Disclosure

This blog represents only the opinion of its writers

Friday, March 26, 2010

Yochanan ben Zakai as a model for innovative Jewish leadership

Leadership is the ability to cope with change, when past solutions are not useful anymore.1 Leaders have followers, people that make a conscious decision to follow them. Judaism is both a religion and an ethnic group; a connection between an ethnic group and religion occurs also in the Greek culture, where Greeks are also followers of the Greek Orthodox church. Jewish leaders are members of the Jewish community that cope with change, and their leadership is based on the framework of Judaism. Innovative leadership could be defined as the introduction of new or different ways to cope with change. Yochanan ben Zakai could be considered an innovative Jewish leader. He was a student of Hillel, and one of the most influential Jewish leaders before and after the destruction of the second temple. Ben Zakai's source of authority was based on his knowledge of Jewish tradition and his connection to powerful figures, although he was not part of the second temple aristocracy.

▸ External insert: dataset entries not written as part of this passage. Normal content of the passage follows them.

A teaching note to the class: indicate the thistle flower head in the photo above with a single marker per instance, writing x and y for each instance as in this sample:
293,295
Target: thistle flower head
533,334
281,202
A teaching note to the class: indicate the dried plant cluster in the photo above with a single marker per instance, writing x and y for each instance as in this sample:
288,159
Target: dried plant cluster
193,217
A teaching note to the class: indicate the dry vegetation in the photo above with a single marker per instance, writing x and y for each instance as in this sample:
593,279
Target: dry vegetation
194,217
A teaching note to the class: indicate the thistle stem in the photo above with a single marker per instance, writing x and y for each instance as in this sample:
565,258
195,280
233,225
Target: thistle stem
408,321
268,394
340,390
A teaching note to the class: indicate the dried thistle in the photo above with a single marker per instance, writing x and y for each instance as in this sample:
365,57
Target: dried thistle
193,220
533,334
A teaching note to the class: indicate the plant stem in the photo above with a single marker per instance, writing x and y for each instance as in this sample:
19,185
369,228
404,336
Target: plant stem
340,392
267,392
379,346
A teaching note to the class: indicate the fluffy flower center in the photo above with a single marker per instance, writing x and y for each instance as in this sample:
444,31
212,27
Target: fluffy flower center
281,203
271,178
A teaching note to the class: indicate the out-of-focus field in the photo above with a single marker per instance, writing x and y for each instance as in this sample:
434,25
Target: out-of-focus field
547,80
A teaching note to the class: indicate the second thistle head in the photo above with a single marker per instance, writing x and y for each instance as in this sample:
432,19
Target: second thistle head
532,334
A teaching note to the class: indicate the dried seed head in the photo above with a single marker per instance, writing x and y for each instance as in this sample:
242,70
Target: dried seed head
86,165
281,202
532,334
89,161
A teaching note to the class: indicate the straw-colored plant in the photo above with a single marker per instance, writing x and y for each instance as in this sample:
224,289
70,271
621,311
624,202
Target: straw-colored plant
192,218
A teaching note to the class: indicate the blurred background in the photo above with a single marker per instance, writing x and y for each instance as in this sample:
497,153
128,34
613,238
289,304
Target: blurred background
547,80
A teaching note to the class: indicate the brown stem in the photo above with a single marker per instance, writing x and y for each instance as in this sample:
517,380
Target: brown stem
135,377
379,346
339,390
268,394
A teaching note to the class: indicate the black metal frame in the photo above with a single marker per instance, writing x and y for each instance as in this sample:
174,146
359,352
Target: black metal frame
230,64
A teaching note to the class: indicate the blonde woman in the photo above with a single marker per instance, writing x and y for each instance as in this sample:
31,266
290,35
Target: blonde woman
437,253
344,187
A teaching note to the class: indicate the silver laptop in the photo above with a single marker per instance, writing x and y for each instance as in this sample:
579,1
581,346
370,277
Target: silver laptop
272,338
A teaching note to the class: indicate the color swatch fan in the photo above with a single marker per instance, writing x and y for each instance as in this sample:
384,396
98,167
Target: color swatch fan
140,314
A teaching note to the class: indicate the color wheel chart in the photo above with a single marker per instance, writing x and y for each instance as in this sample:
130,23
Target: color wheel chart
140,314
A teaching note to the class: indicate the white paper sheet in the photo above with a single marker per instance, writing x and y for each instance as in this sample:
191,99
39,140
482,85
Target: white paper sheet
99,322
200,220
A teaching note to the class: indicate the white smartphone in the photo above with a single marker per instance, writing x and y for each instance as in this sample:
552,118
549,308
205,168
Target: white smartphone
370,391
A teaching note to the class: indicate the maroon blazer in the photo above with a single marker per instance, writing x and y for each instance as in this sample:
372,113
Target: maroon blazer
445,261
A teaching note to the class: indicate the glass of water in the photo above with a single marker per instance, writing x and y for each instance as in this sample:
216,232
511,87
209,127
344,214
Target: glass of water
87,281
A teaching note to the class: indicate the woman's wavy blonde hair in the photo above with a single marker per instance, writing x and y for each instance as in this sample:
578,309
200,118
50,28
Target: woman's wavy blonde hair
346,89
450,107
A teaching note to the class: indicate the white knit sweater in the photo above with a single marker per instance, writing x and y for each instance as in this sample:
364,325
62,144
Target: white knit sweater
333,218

Ben Zakai's moment of leadership and innovation came after the destruction of the second temple in 70 CE, when he needed to create a framework that made it possible to continue Jewish life without a physical center-- The Temple in Jerusalem. Ben Zakai was not the first Jewish leader to cope with this kind of change. In 586 BCE, Jewish leaders had to cope with the destruction of the first temple, but the second temple was built only 70 years later. During the Babylonian exile the Jewish people still felt the presence God, as the prophets Ezekiel and Isaiah affirmed God's connection to the Jewish people.2 It is possible to assume that Ben Zakai did not think that the physical center of Jewish worship's absence would become a permanent fact. Although more than nineteen hundred years have passed, there is still no sign of the construction of the third Temple.

Ben Zakai's leadership is embodied in his long term thinking, political skills, and the influence of his jurisdiction and innovation. Ben Zakai's long term vision was to legislate laws that would prepare the Jewish people to keep on practicing the Jewish religion in a reality without a physical center, while they waited for the construction of the third Temple. In 70 CE, Yochanan ben Zakai was a religious authority figure among the Jewish people that were soon to be defeated by the Roman Empire. Ben Zakai was not in a position to negotiate with Vespasian, the conqueror of Judea, because of the asymmetry between the Roman Empire's might and the Jewish people's weakness. He needed political skills in order to convince Vespasian to spare Yavneh and its sages. Ben Zakai expanded Yavneh's influence as Rabbinical Judaism became Judaism's dominant form in the land of Israel and the Jewish diaspora.

An example of Ben Zakai's leadership and innovation is in allowing the use of the shofar during the Rosh Hashanah Sabbath in every beit din, not only in Jerusalem's temple. During the Second Temple period, the use of the shofar during the Rosh Hashanah Sabbath symbolizes the connection between the Jewish people and God.3 Ben Zakai's innovative act came to show that despite the destruction of the temple, the Jewish people were still connected to God. Ben Zakai's leadership was innovative, for he came to renew Judaism in a way that could cope with the destruction of the Temple. His innovation later helped the Jewish people survive two thousand years of exile from the Jewish homeland. Ben Zakai played a crucial role in the process of natural selection that made Rabbinical Judaism the common practice of the Jewish faith, overcoming other Jewish schools of thought like the Essenes and Sadducees.

Reference list:

1. Kotter, John P. What Leaders Really Do. Cambridge: Harvard Business Press, 1999. Print.

2. Levine, Lee l. Jerusalem: Portrait of the City in the Second Temple Period (538 BCE-70 CE) . Philadelphia: Jewish Publication Society, 2002. Print.

3. Lau, Binyamin. From Yavne to the Bar-Kokhba Revolt. Vol. 2. Tel-Aviv: Miskal, 2007. 3 vols. Print.